Her bright blue gaze suddenly glittered. “Hmm. That’s interesting.”
“What? The hair color?” Didn’t he know it! He wanted to plow his fingers through it, fist it, spread it over his pillow, his thighs.
“No, that you called it strawberry-blond.” A tinkling laugh bubbled from her. “Does little Sabin have a crush?”
His teeth ground together in irritation as heat flooded his cheeks. A blush? A fucking blush?
“Aww. How precious. Look who fell in love while searching all those pyramids. What else do you know about her?”
“She has three sisters, but I don’t know their names.” The words were raw, filled with violent warning. He was not in love.
“Well, find out,” she said, clearly exasperated that he hadn’t done so already.
“Actually, I was hoping you’d find out. I need you to keep her company.” Guard her, a part of him wanted to beg. Keep her safe. Wait. Part of him wanted to beg? Seriously? “But William stays here. William does not go near her.”
Leather rubbed against denim as William turned in the chair. He practically glowed with intrigue. “Why can’t I go near her? Is she pretty? I bet she’s pretty.”
Sabin ignored him. It was either that or kill him, and killing him would upset Anya. Upsetting Anya was the equivalent of placing your head in a guillotine.
At times like this, Sabin found himself longing for the dull routine of battling and training that had comprised his life pre-Lords reunion.
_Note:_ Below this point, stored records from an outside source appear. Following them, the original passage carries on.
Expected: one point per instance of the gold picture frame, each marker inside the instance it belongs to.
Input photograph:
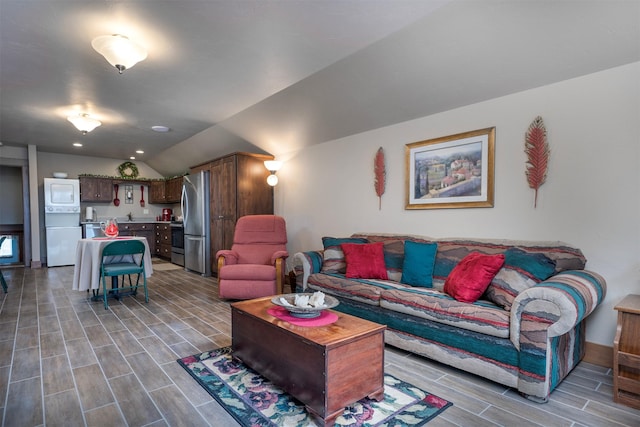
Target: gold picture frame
(454, 171)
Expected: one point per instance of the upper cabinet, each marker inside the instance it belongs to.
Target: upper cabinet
(165, 191)
(173, 188)
(157, 193)
(96, 189)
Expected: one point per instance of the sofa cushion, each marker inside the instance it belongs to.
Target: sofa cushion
(333, 259)
(417, 268)
(521, 271)
(363, 290)
(481, 316)
(365, 260)
(470, 278)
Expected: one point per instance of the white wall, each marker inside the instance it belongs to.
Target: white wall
(591, 198)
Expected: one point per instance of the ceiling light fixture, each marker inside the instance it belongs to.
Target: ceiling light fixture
(119, 51)
(84, 123)
(272, 166)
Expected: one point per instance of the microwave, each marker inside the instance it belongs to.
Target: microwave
(61, 195)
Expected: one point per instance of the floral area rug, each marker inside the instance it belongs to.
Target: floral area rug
(254, 401)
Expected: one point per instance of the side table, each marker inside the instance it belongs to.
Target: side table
(626, 353)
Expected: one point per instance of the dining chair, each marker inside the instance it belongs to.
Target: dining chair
(254, 266)
(123, 258)
(4, 283)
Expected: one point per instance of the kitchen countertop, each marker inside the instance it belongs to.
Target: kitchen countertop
(140, 221)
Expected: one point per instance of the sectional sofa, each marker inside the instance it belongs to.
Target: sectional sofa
(525, 329)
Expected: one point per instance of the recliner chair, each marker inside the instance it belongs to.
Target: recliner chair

Then he had only five roomies and no annoying women—beyond Cameo, but she didn’t count—or their horny friends to deal with. “Also, see if you can get her to eat,” he added. “She’s been with me for several days and has only eaten a few Twinkies, but she threw them up immediately afterward.”
“First, I never said I’d babysit your woman. And second, of course she won’t eat. She’s a Harpy.” Anya’s tone suggested he was a moron.
Maybe he was. “What are you talking about?”
“They only eat what they steal or earn. Duh. If you’re offering her food, she has to turn it down. Otherwise she’ll…drumroll please…throw up.”